Ecohealth Club member Evan Schneider studies environmental change and infectious diseases for a master's degree in population medicine.

“It’s a big, messy approach to dealing with big, messy problems.” So says population medicine PhD student Sherilee Harper, a charter member of a new campus club that straddles environmental and human health.

Helping to understand and tackle those “big, messy problems” is the purpose of the Ecohealth Club, formed last fall at Guelph. The new group hopes to recruit members from U of G and beyond, and attract participants to panel discussions and other activities in a growing, cross-disciplinary field.

From the effects of climate change on disease spread to antimicrobial resistance, ecohealth topics extend beyond medicine to include social science, environment, urban design and economics.

Working in Northern Canada and Eastern Africa, for instance, Harper studies the effects of climate change on the quality of drinking water and community health. To do that, she needs to consider not just public health but biodiversity, communities, policy and politics.

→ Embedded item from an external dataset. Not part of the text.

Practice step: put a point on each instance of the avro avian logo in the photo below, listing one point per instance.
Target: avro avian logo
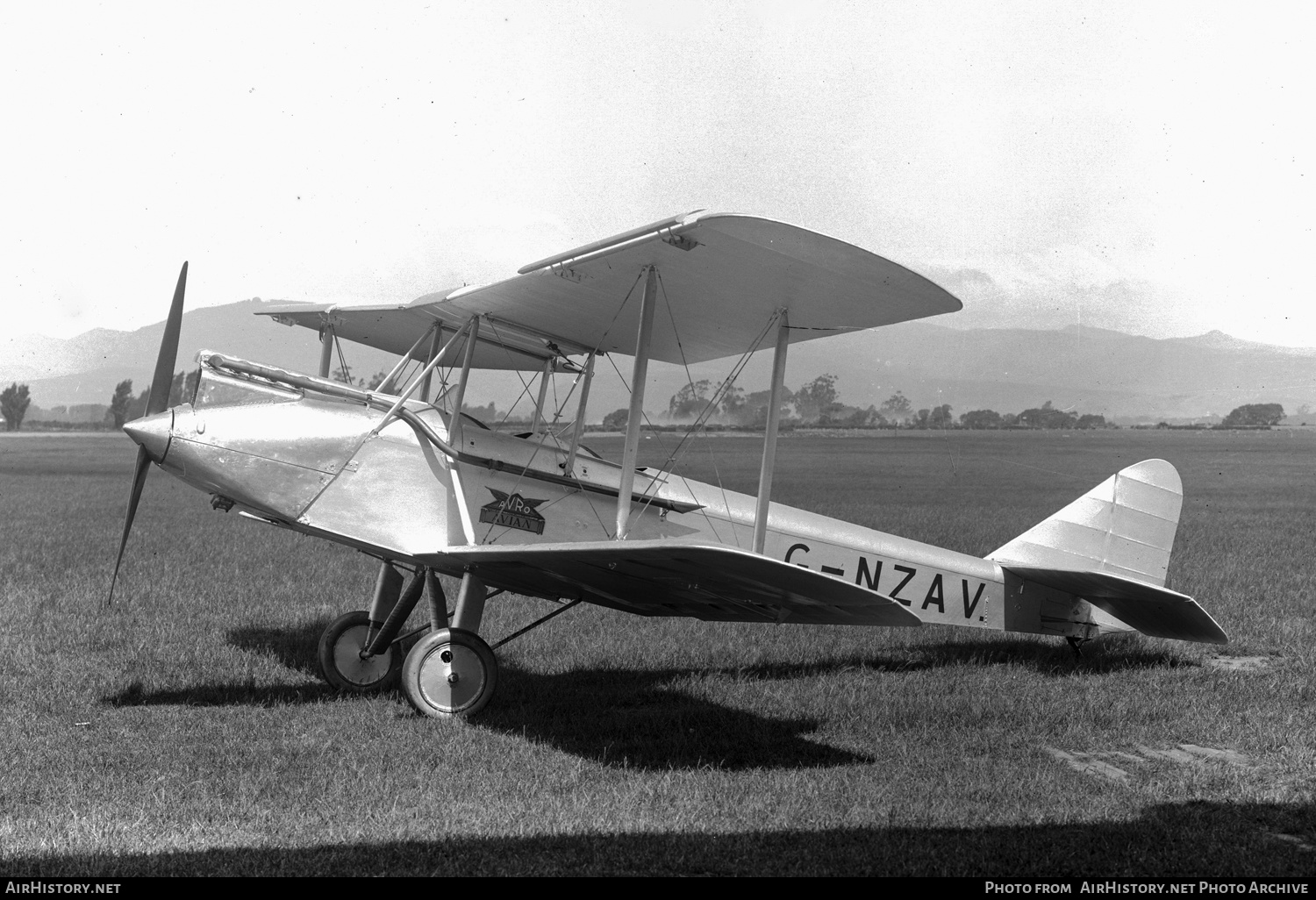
(512, 511)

“We need to understand the whole system,” says Harper, who completed a master’s degree in population medicine before beginning her doctorate as a Vanier scholar a year ago. Referring to ecohealth, she says, “It’s not a discipline, it’s more an approach to research.”

Under a new collaboration with McGill University on indigenous adaptations to climate change, she will continue studies in three communities in the Canadian Arctic. The project is led by Guelph grads Lea Berrang Ford and James Ford, now both geography professors at McGill.

That collaboration will also see Harper travel this year to Uganda with researchers at Makerere University in Kampala to study links between climate change and community health.

Ecohealth provides a different perspective on complex questions involving human health and the natural world, says population medicine professor Karen Morrison, who serves as the club’s faculty adviser. “If you look through an ecohealth lens, you ask different questions. We might rethink a lot of urban design if you look through an integrative lens.”

As a PhD student in the School of Environmental Sciences, Jenni Vanos studies the health effects of urban design. Problems including obesity, depression, substance abuse and crime may relate to the design of our “concrete jungle,” she says. “I know ecohealth studies would help my research.”

Evan Schneider studies environmental change and infectious diseases for a master’s degree in population medicine. He says a good example of an ecosystem approach to health is epidemiological research conducted by population medicine professor David Waltner-Toews in Nepal. There, researchers studying a seemingly simple problem of worm infections needed to consult not just doctors and veterinarians but also sanitation workers, butchers and other community members. Says Schneider: “There are broader social issues that might affect health and sanitation.” Similarly, a pedestrian’s broken leg might point to broader issues involving urban design.

“The whole point of ecohealth is multiple perspectives and broad interdisciplinary approaches to very complex problems,” says Waltner-Toews. Last year, he received the inaugural ecohealth award from the International Association for Ecology and Health; Morrison is a board member of the association.

U of G club member Vi Nguyen is studying ecohealth for a master of population medicine. This semester, she began a one-year internship with the ecohealth program of the International Development Research Centre (IDRC) in Ottawa. She will also conduct field research for a project on emerging infectious diseases in Vietnamese communities.

Other club members include: Ashley Spencer, a third-year DVM student who studied community health and epidemiology for her M.Sc. at the University of Toronto; Zee Leung, now doing his course work for a master of public health; Jacqueline Ferris, studying endocrinology and toxicology for a master of biomedical science; and Cody Anderson, master of public health student looking at ecohealth, zoonotic and vector-borne disease, and emergency management.

Last semester, the club held an inaugural panel discussion on ecohealth and global issues that involved Waltner-Toews; philosophy professor Karen Houle; Victoria Edge, senior epidemiologist at the Public Health Agency of Canada; and Prof. Peter Physick-Sheard, Population Medicine.

Besides planning future events, the club will provide space for students to discuss ecohealth approaches in their research.

The group is sponsored by U of G’s Centre for Public Health and Zoonoses and by CoPEH-Canada. Funded by the IDRC, the Canadian Community of Practice in Ecosystem Approaches to Health has held a series of summer ecohealth courses, including a course in Guelph in 2009.